中には喜ぶ変態もいるかも知れんが、俺にはそんな趣向はない。
「晴れて人外の仲間入りをした気分はどうだい?」
痛む頭を鎮めるためこめかみをぐりぐりしていると、そんな言葉が生首から飛んできた。
「…………今更」
よく考えればアマツさんの因子とやら、それに生首に打ち込まれたあれ。
それに普段から人とかけ離れた姿で戦っているのだ。
ほんと、今更だよ。
いやだけど。
「なんだよ」
「別にい?」
ちらりと生首に視線を向けると、喜びを隠しきれないそんな表情を浮かべる生首と目が合った。

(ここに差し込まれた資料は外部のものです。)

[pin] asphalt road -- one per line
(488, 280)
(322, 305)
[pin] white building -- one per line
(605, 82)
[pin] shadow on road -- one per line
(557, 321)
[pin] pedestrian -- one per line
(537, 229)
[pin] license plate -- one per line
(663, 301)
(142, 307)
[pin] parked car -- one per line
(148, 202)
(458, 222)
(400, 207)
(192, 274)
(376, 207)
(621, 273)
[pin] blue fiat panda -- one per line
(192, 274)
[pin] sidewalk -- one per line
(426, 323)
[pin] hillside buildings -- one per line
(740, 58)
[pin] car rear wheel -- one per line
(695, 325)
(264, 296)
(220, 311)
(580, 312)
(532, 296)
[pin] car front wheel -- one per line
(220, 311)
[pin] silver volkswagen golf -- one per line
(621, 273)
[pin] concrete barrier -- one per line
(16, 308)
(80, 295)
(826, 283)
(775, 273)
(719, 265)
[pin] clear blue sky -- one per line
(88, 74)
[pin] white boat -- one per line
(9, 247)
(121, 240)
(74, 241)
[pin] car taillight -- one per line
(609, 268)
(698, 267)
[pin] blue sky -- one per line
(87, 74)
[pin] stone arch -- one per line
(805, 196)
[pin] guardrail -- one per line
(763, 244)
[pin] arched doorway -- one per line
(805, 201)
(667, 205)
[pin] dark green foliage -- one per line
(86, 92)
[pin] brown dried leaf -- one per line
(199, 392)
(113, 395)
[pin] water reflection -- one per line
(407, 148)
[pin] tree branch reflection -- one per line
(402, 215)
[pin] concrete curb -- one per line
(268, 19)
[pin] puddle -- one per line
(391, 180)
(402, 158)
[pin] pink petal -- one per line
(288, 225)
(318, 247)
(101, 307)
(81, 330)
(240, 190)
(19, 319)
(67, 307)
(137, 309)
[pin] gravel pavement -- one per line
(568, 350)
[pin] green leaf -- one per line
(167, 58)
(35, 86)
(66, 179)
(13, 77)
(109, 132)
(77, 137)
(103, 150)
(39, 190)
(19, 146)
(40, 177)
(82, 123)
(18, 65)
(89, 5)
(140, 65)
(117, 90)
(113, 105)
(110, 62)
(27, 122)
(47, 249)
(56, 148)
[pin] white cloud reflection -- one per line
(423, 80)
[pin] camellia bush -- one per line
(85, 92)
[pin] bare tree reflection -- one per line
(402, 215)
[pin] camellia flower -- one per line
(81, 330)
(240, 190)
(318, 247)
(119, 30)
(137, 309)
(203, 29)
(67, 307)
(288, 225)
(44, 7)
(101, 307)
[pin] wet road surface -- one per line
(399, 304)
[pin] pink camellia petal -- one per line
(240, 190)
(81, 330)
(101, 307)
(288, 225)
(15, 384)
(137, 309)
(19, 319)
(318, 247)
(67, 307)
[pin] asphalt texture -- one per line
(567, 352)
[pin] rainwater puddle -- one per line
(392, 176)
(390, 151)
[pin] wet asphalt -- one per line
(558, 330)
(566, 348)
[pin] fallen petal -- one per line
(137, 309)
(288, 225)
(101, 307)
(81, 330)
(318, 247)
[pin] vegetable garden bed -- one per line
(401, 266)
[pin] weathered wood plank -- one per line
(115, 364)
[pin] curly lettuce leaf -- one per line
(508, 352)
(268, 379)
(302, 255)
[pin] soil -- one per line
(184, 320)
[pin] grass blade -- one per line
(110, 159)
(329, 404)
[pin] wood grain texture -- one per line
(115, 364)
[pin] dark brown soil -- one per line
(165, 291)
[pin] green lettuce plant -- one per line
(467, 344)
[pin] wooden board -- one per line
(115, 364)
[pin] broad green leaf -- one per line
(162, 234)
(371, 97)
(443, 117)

相変わらず腹立つやつ……ここで反応するとかえって喜ばせるだけだ。
感情は表に出さないようにして、と。
「てかさ時間経過で治るんだろ?」
「……さあ?」
いや、そこで素っぽい反応されると困るんだが。
アマツさんの因子云々は時間経過で……って話だったよな?
まてよ。アマツさんの場合はドラゴン経由で、生首とあいつは直接……やめよう。
深く考えるのはやめよう。
「ところでさ、さっきの半透明なやつはなんでお前みて逃げたん? てか外から見えてた?」
「なんでと言われてもねえ……」
とりあえず話題を変えよう。
これも割と大事な話な気はするんだよ。だって、外から見えてたら割と大惨事だし……まあいくら生首でもその辺りは分かっているだろうから、見えないようにはしているとは思う。

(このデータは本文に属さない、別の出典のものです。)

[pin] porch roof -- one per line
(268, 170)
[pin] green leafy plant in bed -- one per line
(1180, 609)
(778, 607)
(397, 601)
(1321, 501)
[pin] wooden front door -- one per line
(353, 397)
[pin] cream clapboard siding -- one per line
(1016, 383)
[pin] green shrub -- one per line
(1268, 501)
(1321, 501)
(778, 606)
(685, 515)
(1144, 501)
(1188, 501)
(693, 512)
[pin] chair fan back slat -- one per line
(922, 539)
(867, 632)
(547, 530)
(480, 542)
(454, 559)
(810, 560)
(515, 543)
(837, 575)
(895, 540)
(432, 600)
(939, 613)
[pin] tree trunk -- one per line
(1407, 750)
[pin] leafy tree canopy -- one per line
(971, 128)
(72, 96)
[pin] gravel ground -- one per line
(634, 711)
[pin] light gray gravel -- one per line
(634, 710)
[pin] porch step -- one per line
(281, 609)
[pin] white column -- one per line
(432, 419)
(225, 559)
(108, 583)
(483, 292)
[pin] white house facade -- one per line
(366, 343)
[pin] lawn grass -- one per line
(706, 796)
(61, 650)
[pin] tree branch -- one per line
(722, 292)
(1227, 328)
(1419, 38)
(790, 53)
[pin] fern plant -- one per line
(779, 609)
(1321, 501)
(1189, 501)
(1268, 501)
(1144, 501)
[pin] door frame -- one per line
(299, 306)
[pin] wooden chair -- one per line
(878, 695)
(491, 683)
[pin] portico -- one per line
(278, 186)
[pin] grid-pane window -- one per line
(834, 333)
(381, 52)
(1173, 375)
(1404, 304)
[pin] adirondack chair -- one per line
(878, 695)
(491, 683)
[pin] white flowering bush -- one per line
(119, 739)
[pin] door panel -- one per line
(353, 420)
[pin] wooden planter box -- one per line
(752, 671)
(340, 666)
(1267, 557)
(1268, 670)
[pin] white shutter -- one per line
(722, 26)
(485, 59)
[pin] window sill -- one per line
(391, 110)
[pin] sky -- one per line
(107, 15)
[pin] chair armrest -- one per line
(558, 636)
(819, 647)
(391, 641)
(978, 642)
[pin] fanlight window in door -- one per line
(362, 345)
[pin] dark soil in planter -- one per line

でもそうならなんで外にいたやつは逃げ出したんだって話になるわけで。
「人には分かりにくいだろうけど、一番最初に私と会った時のことを覚えているかね? その時私を見てどう思った?」
「え、気持ち悪い」
ずっと見ていたら発狂しそう。
「……」
って、なんで微妙にいじけた感じだしてるのよ。
聞いたのそっちじゃん! しかもちゃんとオブラートに包んだというのに……。
ちょっと悪いことしたかなー……なんて思っていたら、さっきまでいじけていた生首がこっちをニマニマしながら見ていた。
夕飯抜きにしたろか。
「神相手だとそれがもっと酷く感じるんだよ。相手の格によって程度は変わるけれど、格下ならそれこそ近づけない程には感じる。ああ、それと私たちがみえているものは人とは違うからね。安心したまえ」
「ほーん」
みえているものが違うと……ようはあの半透明っぽいのが本体とかそんなの? 人には肉体部分しか見えないけどーとか?
なるほど。
本体ね……ちょっぴり興味はある。
以前、ちらっと見えたアマツの本体っぽいのを思い出すに、見えないほうが良いのかもだけど。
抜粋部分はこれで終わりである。